Former Redmen junior inspirational on and off field
RUGBY UNION: Saturday July 7, 2012 will always be remembered as the day a barrel-chested former Redmen junior single-handedly inspired Grafton to one of their greatest victories.
Languishing in last place on the Far North Coast rugby ladder, Grafton faced defending premiers Lennox Head Trojans in front of a parochial home crowd.
No one gave them a glimmer of hope, not a snowball's chance in hell of toppling a side littered with representative players.
Enter former Western Force front-rower A.J. Whalley.
Whalley showed his intentions early. After receiving the kick-off, the rampaging prop powered his way 60m downfield, leaving defenders sprawling across the turf.
Grafton stunned the visitors with a stirring 28-18 win on the back of a Whalley double, but more importantly it was the tight forward's ability to lift the side to record an unlikely victory.

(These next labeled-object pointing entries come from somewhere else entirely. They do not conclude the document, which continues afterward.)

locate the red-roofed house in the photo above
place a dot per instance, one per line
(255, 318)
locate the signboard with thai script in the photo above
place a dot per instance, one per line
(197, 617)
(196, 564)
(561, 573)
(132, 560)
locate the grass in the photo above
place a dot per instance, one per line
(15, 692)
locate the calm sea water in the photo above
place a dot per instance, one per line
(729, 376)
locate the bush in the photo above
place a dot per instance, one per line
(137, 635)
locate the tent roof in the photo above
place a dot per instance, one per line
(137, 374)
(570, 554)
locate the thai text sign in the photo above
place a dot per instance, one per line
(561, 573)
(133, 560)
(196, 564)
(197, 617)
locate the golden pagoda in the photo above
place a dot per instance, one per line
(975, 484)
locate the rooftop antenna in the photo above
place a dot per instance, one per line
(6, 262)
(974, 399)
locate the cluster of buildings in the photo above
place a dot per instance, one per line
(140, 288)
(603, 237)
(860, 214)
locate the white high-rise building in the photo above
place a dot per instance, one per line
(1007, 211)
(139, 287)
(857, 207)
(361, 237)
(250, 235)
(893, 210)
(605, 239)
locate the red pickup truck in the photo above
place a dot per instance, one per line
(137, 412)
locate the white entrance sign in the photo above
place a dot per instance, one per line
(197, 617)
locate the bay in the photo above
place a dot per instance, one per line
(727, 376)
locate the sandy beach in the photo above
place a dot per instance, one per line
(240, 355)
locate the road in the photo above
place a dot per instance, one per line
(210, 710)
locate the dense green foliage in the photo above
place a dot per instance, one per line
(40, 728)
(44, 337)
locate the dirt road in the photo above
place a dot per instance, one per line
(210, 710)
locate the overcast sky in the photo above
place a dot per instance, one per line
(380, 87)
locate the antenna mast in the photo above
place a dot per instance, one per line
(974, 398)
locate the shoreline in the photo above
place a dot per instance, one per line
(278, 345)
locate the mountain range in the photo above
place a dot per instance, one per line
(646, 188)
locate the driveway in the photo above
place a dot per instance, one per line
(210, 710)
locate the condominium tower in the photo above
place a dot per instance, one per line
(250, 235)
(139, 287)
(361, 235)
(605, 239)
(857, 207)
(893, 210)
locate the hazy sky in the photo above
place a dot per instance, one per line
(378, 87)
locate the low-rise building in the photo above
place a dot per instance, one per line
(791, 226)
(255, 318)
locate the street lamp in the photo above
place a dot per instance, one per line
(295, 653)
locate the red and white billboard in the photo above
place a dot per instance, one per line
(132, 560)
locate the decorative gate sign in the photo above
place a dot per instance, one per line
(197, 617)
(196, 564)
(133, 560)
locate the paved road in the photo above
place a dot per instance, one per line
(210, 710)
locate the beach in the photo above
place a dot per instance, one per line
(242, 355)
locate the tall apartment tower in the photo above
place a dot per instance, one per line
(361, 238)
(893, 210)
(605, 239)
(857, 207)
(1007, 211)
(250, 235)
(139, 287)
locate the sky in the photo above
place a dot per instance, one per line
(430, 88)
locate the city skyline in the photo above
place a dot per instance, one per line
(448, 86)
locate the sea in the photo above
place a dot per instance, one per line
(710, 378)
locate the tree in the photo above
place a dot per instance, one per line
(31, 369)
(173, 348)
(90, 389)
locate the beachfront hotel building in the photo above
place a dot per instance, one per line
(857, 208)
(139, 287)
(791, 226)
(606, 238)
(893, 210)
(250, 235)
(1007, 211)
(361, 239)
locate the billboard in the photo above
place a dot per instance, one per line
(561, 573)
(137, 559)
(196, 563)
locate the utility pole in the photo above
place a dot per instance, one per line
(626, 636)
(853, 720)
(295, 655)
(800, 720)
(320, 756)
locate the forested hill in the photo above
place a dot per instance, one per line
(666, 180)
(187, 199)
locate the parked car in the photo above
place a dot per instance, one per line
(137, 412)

"Yeah, I do remember that day,” Whalley laughed. "It was a special day. I hadn't played for the Redmen since I left school.
"I think I only played three games since I retired in 2010 and two of those were with the Redmen against Lennox.
"My in-laws now live at Lennox so I bump into a few of those guys who played in that game and they still remind me of that day.”
A PE teacher and director of pastoral care at The Armidale School (TAS), Whalley still remains heavily involved in the 15-a-side game.
"I coach the first 15 and have recently taken on the role as director of coaching,” he said.
"The TAS rugby carnival is the biggest under-12 carnival in Australia. We get over fifty-odd sides and also a few Waratah and Wallaby players help out, which is fantastic.”
Whalley played 27 games for the Western Force in Super Rugby and also had a stint with French side Dax.
So how did he feel when the Force were axed from the Super Rugby competition?
"It was disappointing, it's a bit difficult to crack the AFL market. We started to make inroads in Perth and at the time they folded we had a few home-grown professional players,” he said.
"There is such a huge expat community so rugby is very strong over there. I think Western Australia has the third biggest rugby population in Australia.”
At 37 years old, Whalley is probably past his prime but amid injury concerns just his appearance at Redmen training last Tuesday could provide the right tonic for their clash with Lismore City tomorrow.